The reason why it may make sense to run -j200%
is because some computations do a lot of waiting - sleep 1
is an extreme example of this: There is no problem in running 2 sleep 1
on the same CPU thread in parallel. The same goes for jobs like wget
where you are dependent on network I/O.
If you gave jobs that are computationally heavy (e.g. bzip2 -9
) then it will typically not make sense to run more jobs in parallel than you have CPU threads.
Technically GNU Parallel does not start a job "on a core". It simply start a job. The OS determines which CPU thread to schedule the job on.
You can run many sleep 1
on a single CPU thread because they take up very little CPU time.

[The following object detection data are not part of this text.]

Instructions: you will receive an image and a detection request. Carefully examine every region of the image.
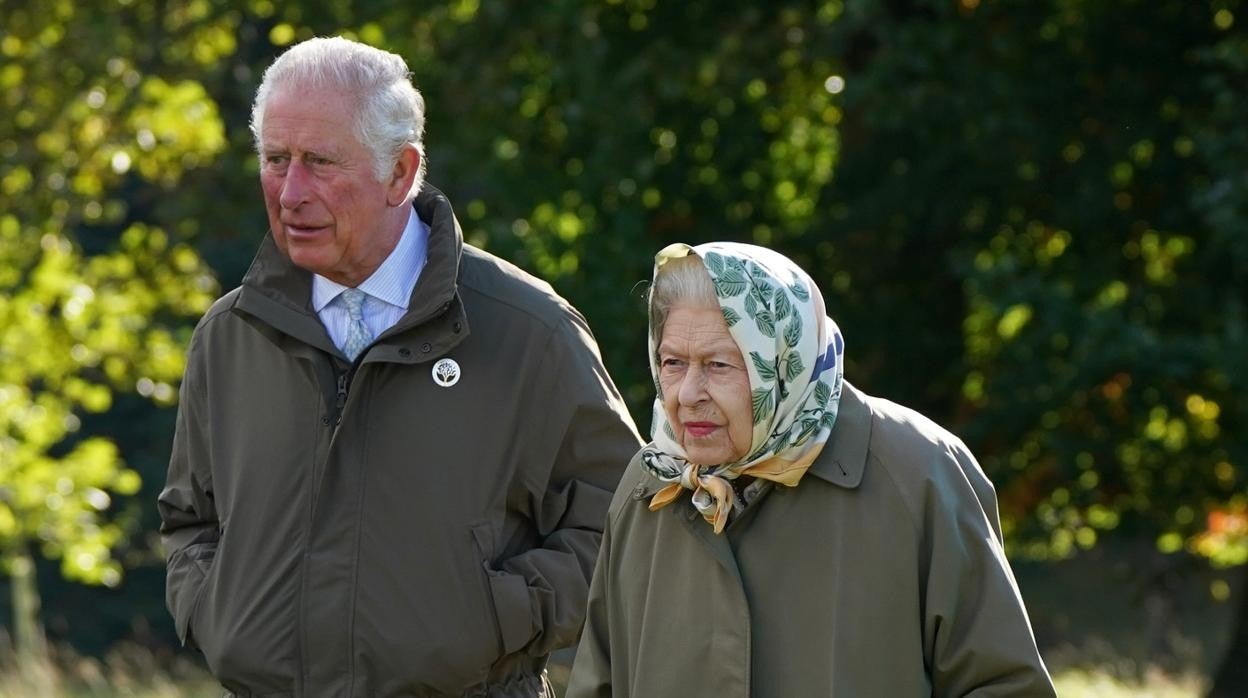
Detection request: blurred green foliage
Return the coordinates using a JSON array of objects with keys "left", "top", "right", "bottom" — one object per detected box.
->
[{"left": 0, "top": 0, "right": 1248, "bottom": 659}]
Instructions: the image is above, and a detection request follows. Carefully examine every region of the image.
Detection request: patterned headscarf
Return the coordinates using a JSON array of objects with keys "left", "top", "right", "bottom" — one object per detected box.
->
[{"left": 641, "top": 242, "right": 845, "bottom": 533}]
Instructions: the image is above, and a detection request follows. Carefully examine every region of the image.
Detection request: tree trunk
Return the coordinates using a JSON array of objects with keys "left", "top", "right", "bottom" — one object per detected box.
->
[
  {"left": 1208, "top": 566, "right": 1248, "bottom": 698},
  {"left": 10, "top": 551, "right": 54, "bottom": 696}
]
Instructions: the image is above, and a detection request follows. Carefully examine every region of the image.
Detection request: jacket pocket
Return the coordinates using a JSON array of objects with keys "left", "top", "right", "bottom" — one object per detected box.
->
[
  {"left": 472, "top": 523, "right": 533, "bottom": 656},
  {"left": 165, "top": 542, "right": 217, "bottom": 647}
]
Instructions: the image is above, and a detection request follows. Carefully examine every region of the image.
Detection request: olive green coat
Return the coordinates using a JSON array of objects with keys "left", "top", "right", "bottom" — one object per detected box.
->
[
  {"left": 158, "top": 186, "right": 640, "bottom": 698},
  {"left": 568, "top": 383, "right": 1055, "bottom": 698}
]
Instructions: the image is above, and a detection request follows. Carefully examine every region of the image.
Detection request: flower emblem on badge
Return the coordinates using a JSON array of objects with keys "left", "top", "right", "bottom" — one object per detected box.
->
[{"left": 433, "top": 358, "right": 459, "bottom": 388}]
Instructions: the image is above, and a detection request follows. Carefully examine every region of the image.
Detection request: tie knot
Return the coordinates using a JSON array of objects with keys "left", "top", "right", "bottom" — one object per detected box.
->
[{"left": 342, "top": 288, "right": 368, "bottom": 322}]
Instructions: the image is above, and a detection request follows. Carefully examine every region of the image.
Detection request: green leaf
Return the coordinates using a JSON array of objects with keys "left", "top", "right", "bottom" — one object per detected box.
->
[
  {"left": 751, "top": 388, "right": 775, "bottom": 425},
  {"left": 715, "top": 278, "right": 745, "bottom": 298},
  {"left": 789, "top": 281, "right": 810, "bottom": 303},
  {"left": 754, "top": 310, "right": 776, "bottom": 338},
  {"left": 713, "top": 270, "right": 749, "bottom": 298},
  {"left": 750, "top": 351, "right": 776, "bottom": 382},
  {"left": 784, "top": 353, "right": 805, "bottom": 382},
  {"left": 815, "top": 381, "right": 832, "bottom": 405},
  {"left": 724, "top": 257, "right": 749, "bottom": 278},
  {"left": 784, "top": 318, "right": 801, "bottom": 348}
]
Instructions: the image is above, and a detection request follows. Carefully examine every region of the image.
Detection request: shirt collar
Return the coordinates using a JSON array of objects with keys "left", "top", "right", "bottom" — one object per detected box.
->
[{"left": 312, "top": 209, "right": 429, "bottom": 312}]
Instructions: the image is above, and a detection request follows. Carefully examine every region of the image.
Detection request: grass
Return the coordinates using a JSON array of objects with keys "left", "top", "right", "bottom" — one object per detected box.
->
[
  {"left": 1053, "top": 669, "right": 1204, "bottom": 698},
  {"left": 0, "top": 648, "right": 1204, "bottom": 698}
]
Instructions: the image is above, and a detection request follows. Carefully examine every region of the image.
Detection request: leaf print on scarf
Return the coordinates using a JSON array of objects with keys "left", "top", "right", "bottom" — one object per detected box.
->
[{"left": 641, "top": 242, "right": 844, "bottom": 533}]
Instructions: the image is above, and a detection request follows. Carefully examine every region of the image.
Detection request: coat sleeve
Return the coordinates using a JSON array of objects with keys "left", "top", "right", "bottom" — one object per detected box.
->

Thus the limit your are going to hit is not the computational power of the CPU but other limits (such a file handles - GNU Parallel uses 4 per concurrent job).
I believe the main point of confusion might be that running multiple instances of sleep 1
on the same CPU thread is feasible because these commands don't require much CPU power. However, if you try to run bzip2 -9
in the same manner, you'll find that running more than one job per CPU thread is not practical.